Paintings Of Pieter Bruegel The Elder

By Darren Hartley


Pieter Bruegel the Elder was astonishingly independent of the dominant artistic interests during his time, despite his taking the requisite journey to Italy for purposes of study. He deliberately revived the late Gothic style of Hieronymus Bosch as the point of departure from Italian mannerism for his own highly complex and original art.

According to Karl van Mander, a Dutch biographer, Pieter Coecke van Aelst, an Antwerp painter, served as the master to Netherlandish painter Pieter Bruegel the Elder. It was the daughter of Pieter Coecke that Pieter Bruegel later on married in 1563.

Pieter Bruegel the Elder went to Italy between 1552 and 1553, presumably by way of France. He met the miniaturist Giulio Clovio, on his visit to Rome. Giulio listed three paintings by Pieter in his will of 1578. However, the paintings, which apparently consisted of landscapes, did not survive the test of time.

There is evidence to suggest that Pieter Bruegel the Elder was attempting to substitute a new and moral eschatology for the traditional view of the Christian cosmos of Bosch in his series of engravings, Seven Deadly Sins. This was despite of efforts to dismiss the engravings as fascinating drolleries.

Forming the body of the early encyclopedic works of Pieter Bruegel the Elder were the 1559 painting of the Netherlandish Proverbs and the 1560 highly involved artwork of Children's Games. They have been considered as allegories of a foolish and sinful world, despite their superficial gaiety.

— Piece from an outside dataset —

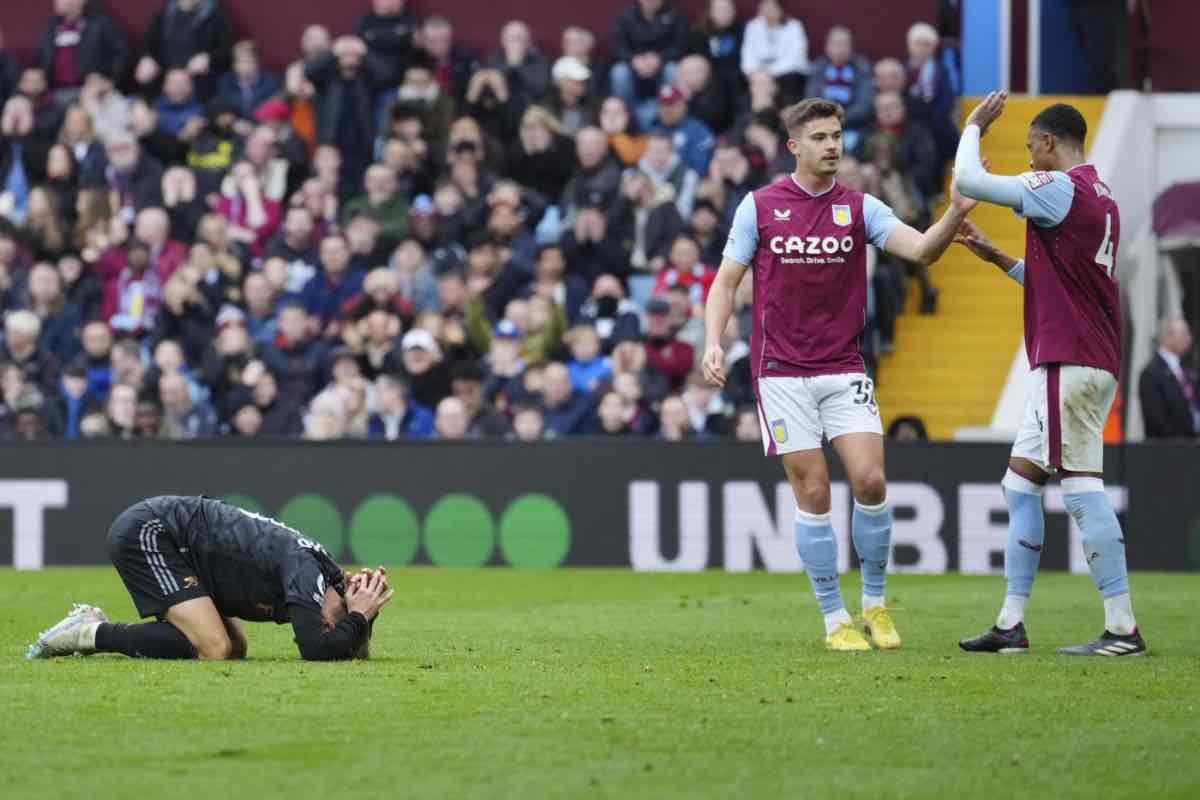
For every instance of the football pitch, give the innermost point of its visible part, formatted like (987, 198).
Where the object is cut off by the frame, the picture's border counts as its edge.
(612, 684)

The 1562 painting of Pieter Bruegel the Elder entitled the Triumph of Death, was interpreted as a reference to the outbreak of religious persecutions in the Netherlands at the time. Meanwhile, the 1563 painting of the Tower of Babel was intended to symbolize the futility of human ambitions and to criticize the spirit of commercialism then reigning in Antwerp.